0

I have a list of 7337 customers (selected because they only had one booking from March-August 2018). We are going to contact them and are trying to test the impact of these activities on their sales. The idea is that contacting them will cause them to book more and increase the sales of this largely inactive group.

I have to setup an A/B test and am currently stuck on the sample size calculation.

Here's my sample data: Data

The first column is their IDs and the second column is the total sales for this group for 2 weeks in January (i took 2 weeks as the customers in this group purchase very infrequently).

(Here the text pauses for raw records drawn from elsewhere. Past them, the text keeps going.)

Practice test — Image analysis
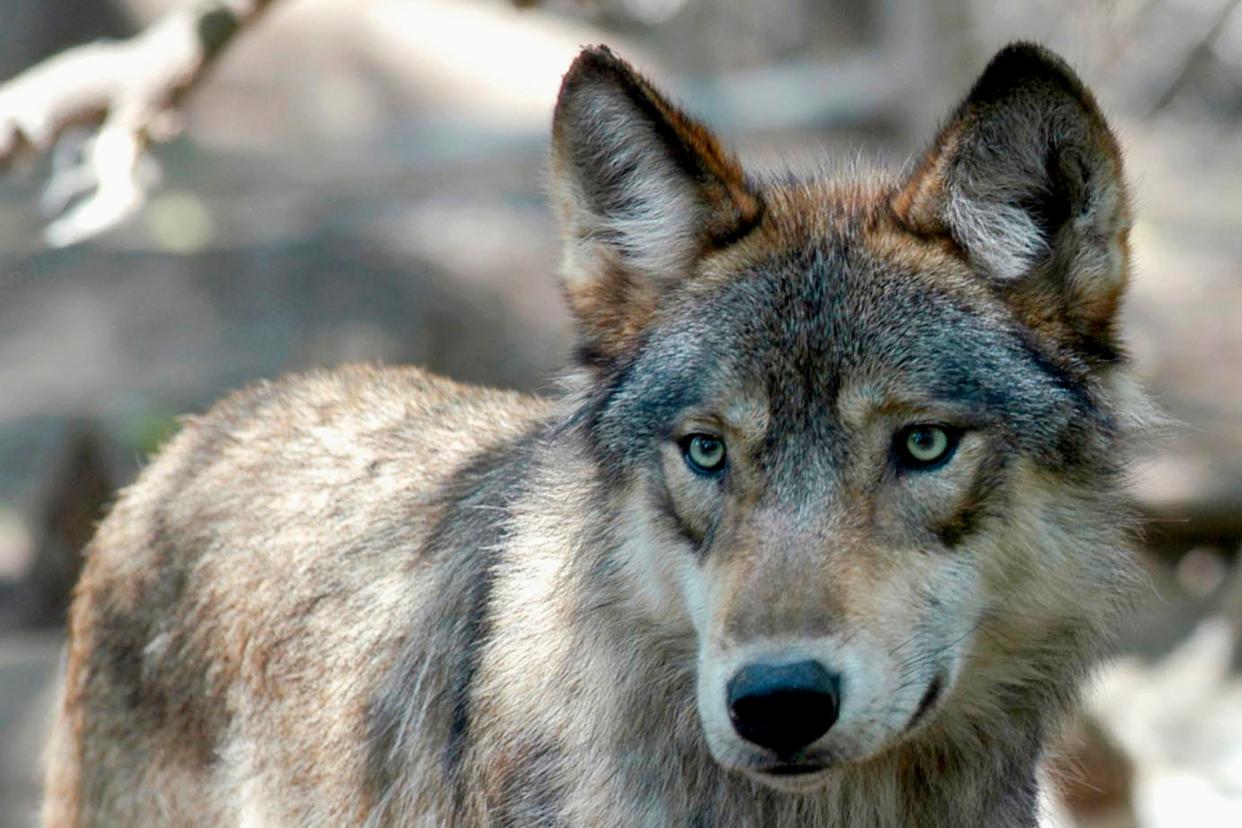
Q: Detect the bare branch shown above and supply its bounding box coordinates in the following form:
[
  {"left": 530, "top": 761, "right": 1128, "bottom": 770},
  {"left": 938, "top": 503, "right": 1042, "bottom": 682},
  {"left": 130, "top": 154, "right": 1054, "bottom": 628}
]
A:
[{"left": 0, "top": 0, "right": 274, "bottom": 246}]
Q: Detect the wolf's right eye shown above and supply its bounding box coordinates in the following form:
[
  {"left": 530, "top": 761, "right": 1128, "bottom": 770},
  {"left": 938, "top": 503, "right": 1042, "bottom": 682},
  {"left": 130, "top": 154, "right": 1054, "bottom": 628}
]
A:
[
  {"left": 894, "top": 425, "right": 961, "bottom": 470},
  {"left": 682, "top": 434, "right": 724, "bottom": 474}
]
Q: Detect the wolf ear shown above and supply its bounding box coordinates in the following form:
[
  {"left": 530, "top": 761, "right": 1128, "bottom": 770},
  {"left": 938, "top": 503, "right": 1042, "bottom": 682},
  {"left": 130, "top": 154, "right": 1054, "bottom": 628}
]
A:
[
  {"left": 891, "top": 43, "right": 1130, "bottom": 356},
  {"left": 553, "top": 46, "right": 763, "bottom": 361}
]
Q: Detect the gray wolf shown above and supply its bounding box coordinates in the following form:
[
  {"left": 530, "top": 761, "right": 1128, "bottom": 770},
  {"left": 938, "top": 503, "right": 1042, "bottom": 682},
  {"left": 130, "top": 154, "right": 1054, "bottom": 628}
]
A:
[{"left": 45, "top": 43, "right": 1144, "bottom": 828}]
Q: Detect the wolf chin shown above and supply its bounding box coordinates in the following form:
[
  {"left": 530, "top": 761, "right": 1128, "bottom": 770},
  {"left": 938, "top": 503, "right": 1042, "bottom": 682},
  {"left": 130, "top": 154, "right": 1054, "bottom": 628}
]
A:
[{"left": 45, "top": 43, "right": 1145, "bottom": 828}]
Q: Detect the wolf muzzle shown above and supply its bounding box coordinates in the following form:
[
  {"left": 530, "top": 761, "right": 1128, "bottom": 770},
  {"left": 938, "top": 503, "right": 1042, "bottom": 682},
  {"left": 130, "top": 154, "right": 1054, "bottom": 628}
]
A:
[{"left": 725, "top": 660, "right": 841, "bottom": 758}]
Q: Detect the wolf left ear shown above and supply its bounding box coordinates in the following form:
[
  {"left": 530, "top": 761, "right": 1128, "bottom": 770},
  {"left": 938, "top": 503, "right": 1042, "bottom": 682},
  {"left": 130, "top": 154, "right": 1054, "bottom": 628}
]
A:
[
  {"left": 891, "top": 43, "right": 1130, "bottom": 356},
  {"left": 553, "top": 46, "right": 763, "bottom": 361}
]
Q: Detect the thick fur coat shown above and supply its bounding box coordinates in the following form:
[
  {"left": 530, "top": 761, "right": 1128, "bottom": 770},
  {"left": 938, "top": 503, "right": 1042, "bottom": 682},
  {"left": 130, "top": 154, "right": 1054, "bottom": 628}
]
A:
[{"left": 45, "top": 45, "right": 1144, "bottom": 828}]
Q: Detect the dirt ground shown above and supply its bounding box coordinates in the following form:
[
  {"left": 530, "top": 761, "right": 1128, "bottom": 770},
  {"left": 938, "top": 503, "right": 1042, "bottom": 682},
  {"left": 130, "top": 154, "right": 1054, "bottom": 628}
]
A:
[{"left": 0, "top": 0, "right": 1242, "bottom": 828}]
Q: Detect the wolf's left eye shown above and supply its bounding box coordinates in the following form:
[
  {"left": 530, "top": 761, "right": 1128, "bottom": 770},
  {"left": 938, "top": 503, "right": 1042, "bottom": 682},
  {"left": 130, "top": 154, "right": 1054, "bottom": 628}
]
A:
[
  {"left": 682, "top": 434, "right": 724, "bottom": 474},
  {"left": 894, "top": 425, "right": 961, "bottom": 470}
]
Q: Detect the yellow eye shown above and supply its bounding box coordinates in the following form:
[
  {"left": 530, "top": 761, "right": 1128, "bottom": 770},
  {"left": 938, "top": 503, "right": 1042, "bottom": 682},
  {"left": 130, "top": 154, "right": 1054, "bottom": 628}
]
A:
[
  {"left": 897, "top": 426, "right": 960, "bottom": 469},
  {"left": 682, "top": 434, "right": 724, "bottom": 474}
]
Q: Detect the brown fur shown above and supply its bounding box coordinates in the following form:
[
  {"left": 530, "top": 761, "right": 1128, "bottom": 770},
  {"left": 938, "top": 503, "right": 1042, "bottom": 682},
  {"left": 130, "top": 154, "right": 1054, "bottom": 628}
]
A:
[{"left": 45, "top": 45, "right": 1144, "bottom": 828}]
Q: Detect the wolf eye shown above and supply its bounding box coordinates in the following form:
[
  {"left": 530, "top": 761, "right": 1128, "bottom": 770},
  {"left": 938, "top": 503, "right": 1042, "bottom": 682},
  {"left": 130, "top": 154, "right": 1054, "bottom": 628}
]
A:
[
  {"left": 895, "top": 425, "right": 961, "bottom": 470},
  {"left": 682, "top": 434, "right": 724, "bottom": 474}
]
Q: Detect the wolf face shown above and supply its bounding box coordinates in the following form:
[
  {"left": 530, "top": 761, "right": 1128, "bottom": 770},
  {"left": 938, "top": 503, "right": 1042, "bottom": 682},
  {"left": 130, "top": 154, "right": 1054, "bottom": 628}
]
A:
[{"left": 554, "top": 45, "right": 1131, "bottom": 791}]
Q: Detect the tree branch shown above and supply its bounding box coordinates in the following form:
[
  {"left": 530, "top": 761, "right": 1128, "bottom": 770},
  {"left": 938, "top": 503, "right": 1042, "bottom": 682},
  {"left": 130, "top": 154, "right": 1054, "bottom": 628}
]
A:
[{"left": 0, "top": 0, "right": 274, "bottom": 247}]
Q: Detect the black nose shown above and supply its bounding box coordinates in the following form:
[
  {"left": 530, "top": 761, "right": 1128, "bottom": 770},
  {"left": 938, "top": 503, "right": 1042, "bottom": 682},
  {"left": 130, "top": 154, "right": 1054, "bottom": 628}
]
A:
[{"left": 725, "top": 660, "right": 841, "bottom": 755}]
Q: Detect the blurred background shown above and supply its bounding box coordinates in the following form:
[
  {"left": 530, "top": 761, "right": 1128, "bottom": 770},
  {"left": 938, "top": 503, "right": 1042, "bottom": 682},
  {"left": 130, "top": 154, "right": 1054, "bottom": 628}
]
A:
[{"left": 0, "top": 0, "right": 1242, "bottom": 828}]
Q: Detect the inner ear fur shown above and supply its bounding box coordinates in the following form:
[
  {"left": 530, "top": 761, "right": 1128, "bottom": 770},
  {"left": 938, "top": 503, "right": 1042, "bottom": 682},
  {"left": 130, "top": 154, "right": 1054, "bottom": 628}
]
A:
[
  {"left": 553, "top": 46, "right": 763, "bottom": 360},
  {"left": 891, "top": 43, "right": 1130, "bottom": 358}
]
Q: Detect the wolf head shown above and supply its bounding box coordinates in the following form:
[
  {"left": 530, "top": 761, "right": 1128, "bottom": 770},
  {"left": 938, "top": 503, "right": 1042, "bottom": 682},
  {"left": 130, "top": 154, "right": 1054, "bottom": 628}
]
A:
[{"left": 553, "top": 45, "right": 1134, "bottom": 790}]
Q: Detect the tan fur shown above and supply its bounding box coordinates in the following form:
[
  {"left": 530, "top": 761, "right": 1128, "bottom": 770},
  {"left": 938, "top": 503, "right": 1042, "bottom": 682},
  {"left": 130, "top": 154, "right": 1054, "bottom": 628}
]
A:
[{"left": 43, "top": 45, "right": 1145, "bottom": 828}]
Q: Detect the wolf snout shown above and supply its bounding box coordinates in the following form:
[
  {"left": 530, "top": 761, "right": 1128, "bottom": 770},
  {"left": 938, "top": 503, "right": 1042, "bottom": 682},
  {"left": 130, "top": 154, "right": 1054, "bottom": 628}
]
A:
[{"left": 725, "top": 660, "right": 841, "bottom": 756}]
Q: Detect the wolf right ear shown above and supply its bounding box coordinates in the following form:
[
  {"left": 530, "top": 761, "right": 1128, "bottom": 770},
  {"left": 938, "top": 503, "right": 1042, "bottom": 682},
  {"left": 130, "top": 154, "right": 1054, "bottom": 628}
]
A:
[
  {"left": 891, "top": 43, "right": 1130, "bottom": 356},
  {"left": 553, "top": 46, "right": 763, "bottom": 362}
]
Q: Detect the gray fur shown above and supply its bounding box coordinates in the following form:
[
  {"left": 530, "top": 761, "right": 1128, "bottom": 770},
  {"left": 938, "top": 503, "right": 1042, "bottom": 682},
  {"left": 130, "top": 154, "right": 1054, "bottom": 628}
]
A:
[{"left": 45, "top": 46, "right": 1144, "bottom": 828}]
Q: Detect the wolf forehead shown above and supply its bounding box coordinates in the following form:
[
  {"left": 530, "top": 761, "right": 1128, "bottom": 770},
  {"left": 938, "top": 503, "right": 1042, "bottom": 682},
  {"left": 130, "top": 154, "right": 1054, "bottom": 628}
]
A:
[{"left": 592, "top": 184, "right": 1109, "bottom": 468}]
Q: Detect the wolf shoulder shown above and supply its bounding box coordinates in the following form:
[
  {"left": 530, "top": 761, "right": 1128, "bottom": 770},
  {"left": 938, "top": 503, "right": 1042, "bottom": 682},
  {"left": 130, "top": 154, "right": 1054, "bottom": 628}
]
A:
[{"left": 88, "top": 365, "right": 549, "bottom": 620}]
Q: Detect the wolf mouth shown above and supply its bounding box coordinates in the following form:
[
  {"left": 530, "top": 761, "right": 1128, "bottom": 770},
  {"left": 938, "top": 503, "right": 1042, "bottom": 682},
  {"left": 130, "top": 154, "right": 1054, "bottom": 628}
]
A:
[{"left": 760, "top": 765, "right": 826, "bottom": 776}]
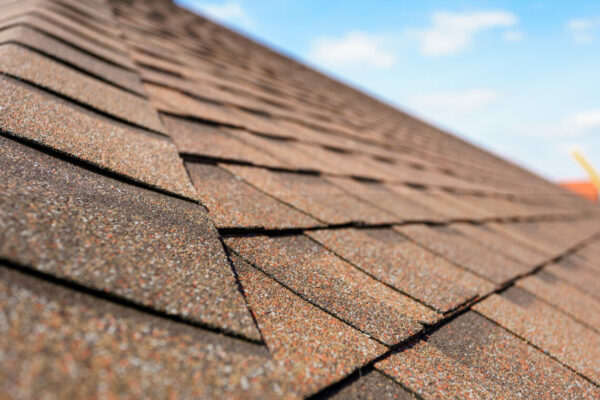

The metric I settled on was Revenue per customer (RPC = total revenue/total customer) so I can take into account both the number of orders and the average order value of the group.

The RPC for this group is $149,482.7/7337=$20.4

I'd like to be able to detect at least a 5% increase in this metric at 80% power and 5% significance level. First I calculated the effect size.

Standard Deviation of the data set = 153.9 Effect Size = (1.05*20.4-20.4)/153.9 = 0.0066

I then used the pwr package in R to calculate the sample size.

pwr.t.test(d=0.0066, sig.level=.05, power = .80, type = 'two.sample')

 Two-sample t test power calculation 

          n = 360371.048
          d = 0.0066
  sig.level = 0.05
      power = 0.8
alternative = two.sided

The sample size I am getting however is 360,371. This is larger than the size of my population (7337).

Does this mean I can not run my test at sufficient power? The only way I can determine to lower the sample size without compromising on significance or power is to increase the effect size to determine a minimum increase of 50% which would give me an n=3582.

That sounds like a pretty high impact and I'm not sure that high of an impact is reasonable to expect.

Does this mean I can't run an A/B test here to measure impact?

datababie
  • 1
  • 3
  • A few things that might help - 1) one-tailed test. if you only expect an increase, and only want to discover that, you can be less strict. 2) the std sounds very high compared to the mean. what is going on there? could you have gotten something wrong there? – ShaharA Feb 24 '19 at 15:01
  • 1) Thanks, that's a good point about the one-tailed test. 2) I attached the dataset to this question. I am using =STDEV.S(B2:B7338) in Excel on Column B to get the standard deviation. How else would you do it? FYI this is a group that rarely has any sales - does that explain why the STD is so high? – datababie Mar 04 '19 at 05:25

0 Answers0